Sankaran and Ganeshan flew into Manchester airport on 21 November 2013. The NCA deployed surveillance teams to watch and listen to the men over the following days. Their meetings and conversations built up a picture of a concerted effort by the pair to secure a large sum of investment cash, engage and corrupt footballers to influence the scoreline of matches, and pass information to a wider overseas network to make money by betting on the outcomes.
The pair came under pressure when players failed to show for a meeting with an investor on Friday 22 November. They spent the rest of the weekend ‘frantically’ trying set up another meeting and finally succeeded in arranging one to take place on Monday 25 November in Croydon.

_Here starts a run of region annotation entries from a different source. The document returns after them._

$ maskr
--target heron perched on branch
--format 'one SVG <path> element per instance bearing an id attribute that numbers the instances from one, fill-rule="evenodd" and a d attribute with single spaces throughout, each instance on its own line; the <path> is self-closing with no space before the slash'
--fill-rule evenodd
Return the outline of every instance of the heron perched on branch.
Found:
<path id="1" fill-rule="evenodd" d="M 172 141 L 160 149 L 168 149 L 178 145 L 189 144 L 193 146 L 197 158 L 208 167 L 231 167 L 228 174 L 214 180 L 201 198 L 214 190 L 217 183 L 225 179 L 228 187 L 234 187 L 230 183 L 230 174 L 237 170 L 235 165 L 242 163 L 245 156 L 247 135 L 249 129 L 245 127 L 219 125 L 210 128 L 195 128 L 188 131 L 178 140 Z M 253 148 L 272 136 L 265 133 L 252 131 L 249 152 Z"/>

At a Croydon coffee shop, Sankaran and Ganeshan met with Hakeem Adelakun and Michael Boateng of Whitehawk FC, a Conference South team based near Brighton. The investor handed over €60,000 in cash to Sankaran and Ganeshan which, unbeknown to the men, had been marked by the NCA. Shortly after the investor left, the four men reconvened outside some public toilets in Croydon, where Ganeshan and Sankaran gave €450 to the players.
Back in Manchester the following day and now carrying around a large quantity of Euros, Ganeshan and Sankaran faced the task of exchanging the cash for Sterling without raising suspicion. They visited a number of money exchange bureaux and transferred some of the money overseas.
From that point on there was a clear shift in their plans. They began to focus their efforts on trying to influence the scoreline of a match between AFC Wimbledon and Dagenham Redbridge, due to be played on Tuesday 26 November. They started telephoning contacts overseas with the message that ‘the game is on, we’ll give you the score’.
On the afternoon of 26 November, the pair went to a betting shop in Manchester to place bets on the game themselves – around £1,000 in total, for a League Two match at the other end of the country.
They then caught a train to Euston and went to the AFC Wimbledon ground. At half time, with the score at 0-0, it began to look unlikely that the promised scoreline might materialise. Sankaran left for a local curry house whilst Ganeshan stayed for the second half, joining him at the restaurant shortly before full time when the 1-1 score left no doubt that the plan had failed.
When NCA officers took the decision to go in and arrest Sankaran and Ganeshan the men were carrying over £3,000 in cash between them. Michael Boateng and Hakeem Adelakun were arrested in the following days.
Warner added: “The NCA is in no doubt that Ganeshan and Sankaran were at the very beginning of a concerted attempt to build a network of corrupt players in the UK. Their aim was to influence play so that they could make spot bets and manipulate scorelines to generate large sums of money. They clearly had links to business-like networks overseas.
“This is not sport as a football-loving nation recognises it. It is corruption and bribery linked to serious organised crime, and the NCA is determined to stop criminals benefiting from it. The evidence in corruption cases is often either verbal or visual. Unless you are there when money changes hands, or plans are made, that evidence is gone. We had a vital opportunity here to intervene early, secure the evidence to get convictions, and put a stop to Sankaran’s and Ganeshan’s much wider and more sinister ambitions.”